ABSTRACT

On December 29, 1991, the National Congress of the People’s Republic of China (PRC) forma1ly approved the Chinese government’s decision to accede to the nuclear Non-Proliferation Treaty (NPT). Three months later, on March 9, 1992, China’s accession to the NPT was completed.1 In retrospect, this was a historic moment not only in that the world’s last remaining nuclear power by that time officially embraced the NPT; this also symbolized that China had completed another important step in its transformation from a “revolutionary country” to a status quo power, and from an outsider to an insider and fellow stakeholder of the existing international system. There exists a large amount of literature on China’s changing nuclear strategies and policies.2 However, few studies have been conducted to reveal the interactive relations between these changes and the rise and fall of Mao Zedong’s revolutionary programs at home and abroad. This chapter reviews China’s changing policies toward nuclear weapons in general and its evolving attitudes toward the nuclear non-proliferation regime in particular during the Cold War, giving special attention to reconstructing the domestic and international contexts in which Beijing’s leaders formed perceptions and made policies. It begins with discussing the Chinese Communist Party (CCP) leadership’s early perceptions of the nuclear issue and its efforts to make China a nuclear power in the context of Mao’s desires to promote his “continuous revolution” domestically, and to enhance China’s position in the escalating Cold War internationally.

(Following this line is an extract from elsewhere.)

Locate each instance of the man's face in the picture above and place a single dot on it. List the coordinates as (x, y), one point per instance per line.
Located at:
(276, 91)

It then discusses why and how Beijing adopted a highly critical approach toward the nuclear non-proliferation issue in the 1960s and 1970s, an approach that Beijing’s leaders did not abandon even after China became a nuclear power in 1964. It further discusses Beijing’s changing attitudes toward nuclear non-proliferation – from firm opposition to ambiguous “neutrality,” and then to explicit support and endorsement – in the context of the unfolding of China’s “reform and opening-up” process beginning in the late 1970s. It concludes by analyzing the causes underlying Beijing’s decision to formally accede to the NPT in the early 1990s, and highlights the long-range impacts of China becoming part of the NPT regime on China’s own path of development, world peace and stability in the post-Cold War era.